BAB II TINJAUAN PUSTAKA
B. Latar Belakang Lahirnya Hukum Persaingan di Indonesia
2. Ekonomi Indonesia Pasca Kemerdekaan
Upaya Belanda untuk memulihkan kekuasaan mereka terhadap
Indonesia menghadapi berbagai kesulitan ketika Bung Karno dan Bung
Hatta memproklamasikan Indonesia pada tanggal 17 Agustus 1945.
Keengganan pemerintah Belanda untuk menerima kenyataan ini memaksa
penduduk Indonesia untuk mengangkat senjata untuk mempertahankan
kemerdekaannya. Perjuangan bersenjata terhadap Belanda berlangsung
selama empat tahun dan baru berakhir dengan penyerahan kedaulatan
secara resmi oleh Belanda kepada Indonesia pada tanggal 27 Desember
1949.
Akibat perjuangan bersenjata terhadap Belanda, pulau Jawa dan
beberapa daerah lainnya di Indonesia terbagi dalam daerah-daerah yang
berhasil diduduki oleh tentara Belanda dan daerah-daerah yang dikuasai
60
oleh pejuang Indonesia. Angka-angka statistik yang tersedia tentang
perkembangan ekonomi Indonesia selama masa repolusi hanya mengacu
pada daerah-daerah kekuasaan Belanda karena fihak Indonesia terlampau
sibuk untuk mengerjakan statistik yang akurat, sebab dihadapkan pada
berbagai masalah didaerah-daerah kekuasaan Indonesia, termasuk ancaman
militer Belanda61. Angka-angka statistik yang tersedia dari daerah-daerah kekuasaan Belanda menunjukkan bahwa pemulihan ekonomi merupakan
proses yang panjang. Dipulau Jawa hasil produksi pangan pada tahun 1947
masih jauh dibawah tingkat produksi sebelum pendudukan Jepang.

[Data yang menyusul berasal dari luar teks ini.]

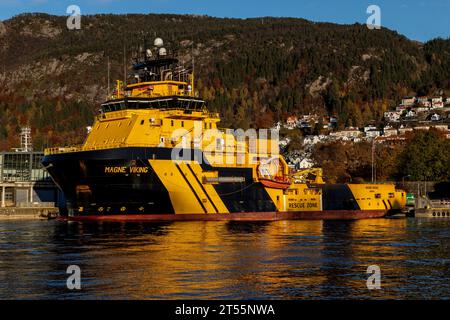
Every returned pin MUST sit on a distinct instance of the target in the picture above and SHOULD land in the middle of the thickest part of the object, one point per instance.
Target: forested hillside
(254, 71)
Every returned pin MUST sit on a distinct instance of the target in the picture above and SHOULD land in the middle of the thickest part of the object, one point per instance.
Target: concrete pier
(26, 190)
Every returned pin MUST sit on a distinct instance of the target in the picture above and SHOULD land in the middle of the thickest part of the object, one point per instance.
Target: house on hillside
(392, 116)
(390, 132)
(437, 102)
(424, 102)
(291, 122)
(408, 101)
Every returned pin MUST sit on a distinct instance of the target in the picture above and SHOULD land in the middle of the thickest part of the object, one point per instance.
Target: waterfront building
(24, 182)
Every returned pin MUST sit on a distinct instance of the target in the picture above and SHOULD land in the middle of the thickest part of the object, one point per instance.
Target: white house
(408, 101)
(389, 132)
(392, 116)
(437, 102)
(410, 114)
(373, 133)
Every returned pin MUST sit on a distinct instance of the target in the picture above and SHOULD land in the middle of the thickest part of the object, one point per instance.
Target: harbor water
(226, 260)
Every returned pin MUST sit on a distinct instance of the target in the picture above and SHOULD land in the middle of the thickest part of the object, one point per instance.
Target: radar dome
(162, 52)
(158, 42)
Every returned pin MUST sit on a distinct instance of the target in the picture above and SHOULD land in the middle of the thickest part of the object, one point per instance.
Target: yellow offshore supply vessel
(155, 152)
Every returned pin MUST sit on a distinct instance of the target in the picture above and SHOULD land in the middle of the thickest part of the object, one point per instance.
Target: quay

Diperkirakan bahwa pada tahun 1947 hasil-hasil pertanian rakyat baru
mencapai sepertiga dari tingkat yang telah dicapai sebelum perang. Akibat
kelangkaan beras maka harga beras tinggi sekali. Untuk menanggulangi
masalah kekurangan beras ini, Indonesia terpaksa mengimpor beras dalam
jumlah besar, meskipun sebelum perang Indonesia telah swasembada dalam
hal beras.
Produksi hasil-hasil perkebunan, seperti kopi, teh, karet, tebu dan
kelapa sawit terhenti sama sekali, karena gangguan keamanan. Sedangkan
hasil-hasil produksi pertambangan seperti timah, batu bara dan minyak bumi
telah merosot tajam62. Oleh karena itu tidak mengherankan bahwa selama kurun waktu ini ekspor hasil-hasil perkebunan dan pertambangan merosot
dengan tajam, sedangkan impor beras dan barang-barang kebutuhan lain
meningkat dengan pesat, untuk melengkapi kekurangan berbagai barang
61
kebutuhan rakyat. Hal ini menyebabkan Indonesia selama kurun waktu
tersebut mengalami surplus impor, yaitu defisit dalam Neraca Perdagangan
Luar Negeri, meskipun sebelum perang Indonesia selalu mengalami surplus
ekspor, yaitu surplus dalam Neraca Perdagangan Luar Negeri.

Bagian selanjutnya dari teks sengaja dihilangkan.